We hypothesized that transcription factors (TFs) can recognize DNA shape without nucleotide sequence recognition. Motivating an independent role for shape, many TF binding sites lack a sequence-motif, DNA shape adds specificity to sequence-motifs, and different sequences can encode similar shapes. We therefore asked if binding sites of any TFs are enriched for a specific pattern of DNA shape features, such as minor groove width, propeller twist, helical twist, or roll. To discover these shape-motifs de novo, we developed ShapeMF, which performs Gibbs sampling directly on shape features rather than nucleotide sequences. Using ChIP-Seq data for 110 human ENCODE TFs, we find that most TFs have shape-motifs and strongly bind regulatory regions with shape-motifs in the absence of sequence-motifs. When shape- and sequence-recognition co-occur in a region, the two types of motifs can be overlapping, flanking, or separated by consistent spacing, with shape-motifs explaining low information content positions in and nearby sequence-motifs. Shape-motifs are prevalent in regions co-bound by multiple TFs.
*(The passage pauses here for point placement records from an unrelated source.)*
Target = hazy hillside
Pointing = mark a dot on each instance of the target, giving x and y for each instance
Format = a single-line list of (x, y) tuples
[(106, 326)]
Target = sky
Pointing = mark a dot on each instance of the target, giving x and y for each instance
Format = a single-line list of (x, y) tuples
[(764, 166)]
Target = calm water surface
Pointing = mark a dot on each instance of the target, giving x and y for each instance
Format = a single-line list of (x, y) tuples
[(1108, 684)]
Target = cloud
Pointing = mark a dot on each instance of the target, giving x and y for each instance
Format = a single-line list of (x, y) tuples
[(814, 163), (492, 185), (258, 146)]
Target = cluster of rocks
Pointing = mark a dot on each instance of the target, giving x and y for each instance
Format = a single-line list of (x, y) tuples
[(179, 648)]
They also explain binding of the co-factors MYC-MAX and TBX5-NKX2-5, which cannot be accounted for with sequence-motifs. Finally, shape-motifs are strikingly different across TFs with nearly identical sequence motifs, providing an explanation for their distinct binding locations. These results establish shape-motifs as drivers of TF-DNA recognition complementary to sequence-motifs.